Virus lockdowns expand to three cities as more cases emerge around the world_1


Lockdown measures have ramped up in China to contain a fast-spreading virus, with three cities under restrictions as more cases emerge around the world.

The World Health Organisation is poised to announce whether to declare the coronovirus (2019-nCoV) outbreak a global health emergency, describing the lockdown of millions of Chinese as "unprecedented".

It comes amid preliminary research suggesting humans may have contracted the respiratory illness from snakes which in turn may become infected hunting bats in the wild.

A new report in the Journal of Medical Virology says an analysis of the virus's genetics shows it is closely related to two types of SARS illness originating from bats and may have spread from bats to snakes – in particular the Chinese Krait and Chinese Cobra – and snakes to humans.

Snakes are apparently sold at the seafood market in Wuhan, a city of 11 million people in central China, which is the epic-centre of the outbreak.

The first people to fall ill were believed to have been staff or customers at the market where a range of animals products an illegal wildlife were sold, as well as seafood.

However Chinese government medical adviser Zhong Nanshan has also identified badgers and rats as possible sources.

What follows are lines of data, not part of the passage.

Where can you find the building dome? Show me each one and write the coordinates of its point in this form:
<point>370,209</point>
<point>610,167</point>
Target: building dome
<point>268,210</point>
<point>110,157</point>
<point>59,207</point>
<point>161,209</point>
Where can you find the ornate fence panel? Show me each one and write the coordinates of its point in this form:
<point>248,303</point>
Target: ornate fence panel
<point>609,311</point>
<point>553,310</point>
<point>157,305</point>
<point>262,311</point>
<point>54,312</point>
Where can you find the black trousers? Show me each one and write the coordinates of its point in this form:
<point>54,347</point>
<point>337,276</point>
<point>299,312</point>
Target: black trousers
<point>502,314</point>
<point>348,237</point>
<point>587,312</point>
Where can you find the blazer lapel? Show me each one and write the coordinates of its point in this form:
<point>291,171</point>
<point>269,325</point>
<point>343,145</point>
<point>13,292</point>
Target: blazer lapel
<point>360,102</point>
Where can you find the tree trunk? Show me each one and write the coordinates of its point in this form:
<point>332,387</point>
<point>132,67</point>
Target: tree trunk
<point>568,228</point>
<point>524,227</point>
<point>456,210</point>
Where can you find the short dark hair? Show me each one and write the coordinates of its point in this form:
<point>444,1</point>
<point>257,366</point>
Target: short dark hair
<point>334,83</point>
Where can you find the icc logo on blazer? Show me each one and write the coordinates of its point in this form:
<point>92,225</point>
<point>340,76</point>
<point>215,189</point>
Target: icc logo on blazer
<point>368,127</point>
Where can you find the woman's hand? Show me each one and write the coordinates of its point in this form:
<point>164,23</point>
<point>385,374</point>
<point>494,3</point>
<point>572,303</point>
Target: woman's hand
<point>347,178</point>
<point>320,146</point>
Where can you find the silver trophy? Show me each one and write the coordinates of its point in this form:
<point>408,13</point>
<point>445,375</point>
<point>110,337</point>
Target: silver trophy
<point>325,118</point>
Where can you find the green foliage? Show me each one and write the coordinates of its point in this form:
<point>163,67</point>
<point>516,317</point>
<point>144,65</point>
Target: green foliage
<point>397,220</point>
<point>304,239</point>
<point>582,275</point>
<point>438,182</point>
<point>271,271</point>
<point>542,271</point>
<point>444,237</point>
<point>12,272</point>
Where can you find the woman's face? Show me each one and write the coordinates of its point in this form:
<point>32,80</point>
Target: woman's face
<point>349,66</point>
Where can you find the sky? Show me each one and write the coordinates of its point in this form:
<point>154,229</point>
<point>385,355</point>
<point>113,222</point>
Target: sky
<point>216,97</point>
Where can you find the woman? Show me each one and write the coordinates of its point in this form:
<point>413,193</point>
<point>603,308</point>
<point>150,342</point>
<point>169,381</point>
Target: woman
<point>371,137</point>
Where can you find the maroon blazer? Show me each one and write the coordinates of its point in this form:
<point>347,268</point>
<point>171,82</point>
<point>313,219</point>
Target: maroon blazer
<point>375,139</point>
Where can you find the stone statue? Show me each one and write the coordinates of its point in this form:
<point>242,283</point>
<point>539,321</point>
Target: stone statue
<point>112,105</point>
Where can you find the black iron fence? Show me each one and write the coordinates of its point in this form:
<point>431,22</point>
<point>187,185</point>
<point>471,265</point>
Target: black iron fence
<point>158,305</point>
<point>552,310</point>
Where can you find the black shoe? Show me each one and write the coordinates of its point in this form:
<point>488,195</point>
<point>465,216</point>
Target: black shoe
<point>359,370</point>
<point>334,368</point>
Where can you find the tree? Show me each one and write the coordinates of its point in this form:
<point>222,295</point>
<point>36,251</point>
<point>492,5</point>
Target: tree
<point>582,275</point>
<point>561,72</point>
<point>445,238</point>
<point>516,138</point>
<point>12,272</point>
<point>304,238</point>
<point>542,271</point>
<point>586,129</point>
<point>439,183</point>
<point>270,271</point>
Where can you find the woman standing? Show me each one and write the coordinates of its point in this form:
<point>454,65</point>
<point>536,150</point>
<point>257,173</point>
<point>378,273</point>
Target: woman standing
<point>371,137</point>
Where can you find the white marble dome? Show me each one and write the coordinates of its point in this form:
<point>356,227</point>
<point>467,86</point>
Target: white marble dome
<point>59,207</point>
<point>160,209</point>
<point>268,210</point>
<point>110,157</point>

Health officials fear the transmission rate of the SARS-like infection will accelerate as hundreds of millions of Chinese travel at home and abroad during week-long holidays for the Lunar New Year, which begins on Saturday.

Airports around the world have begun screening processes as cases of the virus are confirmed in Thailand (four), Vietnam (two), and one each in Singapore, Japan, South Korea, Taiwan and the United States.

Singapore confirmed its first case was a Wuhan man who arrived in the country on January 20 and is currently in isolation in hospital.

One of his travelling companions has also been hospitalised as a suspect case.

Vietnam's health ministry said on Thursday two Chinese citizens in the southeast Asian country had tested positive for coronavirus, but were in a "good condition".
Lockdowns

Most transport in Wuhan was suspended on Thursday and people were told not to leave.

Hours later, neighbouring Huanggang, a city of about 7 million people, announced a similar lockdown while the city of Ezhou has placed restrictions on public transport.

As Wuhan slipped into isolation, residents thronged into hospitals for checks and scrambled for supplies, clearing out supermarket shelves and queuing for petrol.

The World Health Organisation's representative in Beijing, Gauden Galea, said the lockdown of 11 million people was unprecedented in public health history.

Other cities were also taking steps to restrict movement and contact.

China's Education Ministry said schools should not hold large events or exams.

The capital cancelled major public events, including two Lunar New Year temple fairs, the state-run Beijing News said.

Hong Kong, which has two confirmed cases, is turning two holiday camps into quarantine stations as a precaution. Taiwan has banned anyone from Wuhan from going to the island.

There is no vaccine for the virus, which can spread through respiratory transmission. Symptoms include fever, difficulty in breathing and cough, similar to many other respiratory illnesses.

The WHO will decide on Thursday whether to declare the outbreak a global health emergency, which would step up the international response.

If it does so, it will be the sixth international public health emergency to be declared in the last decade.

Some experts, including Australia's chief medical officer, believe the virus is not as dangerous as previous coronaviruses such as Severe Acute Respiratory Syndrome (SARS) and Middle East Respiratory Syndrome.

"The early evidence at this stage would suggest it's not as severe," Australia's Chief Medical Officer Brendan Murphy said.

In a report on Wednesday, Imperial College London said it estimated a total of 4000 cases of the coronavirus in Wuhan alone as of January 18, an infection rate based on the number of cases reported in China and elsewhere.

In contrast with its secrecy over the 2002-03 Severe Acute Respiratory Syndrome (SARS) that killed nearly 800 people, China's Communist Party government has provided regular updates to avoid panic ahead of the holidays.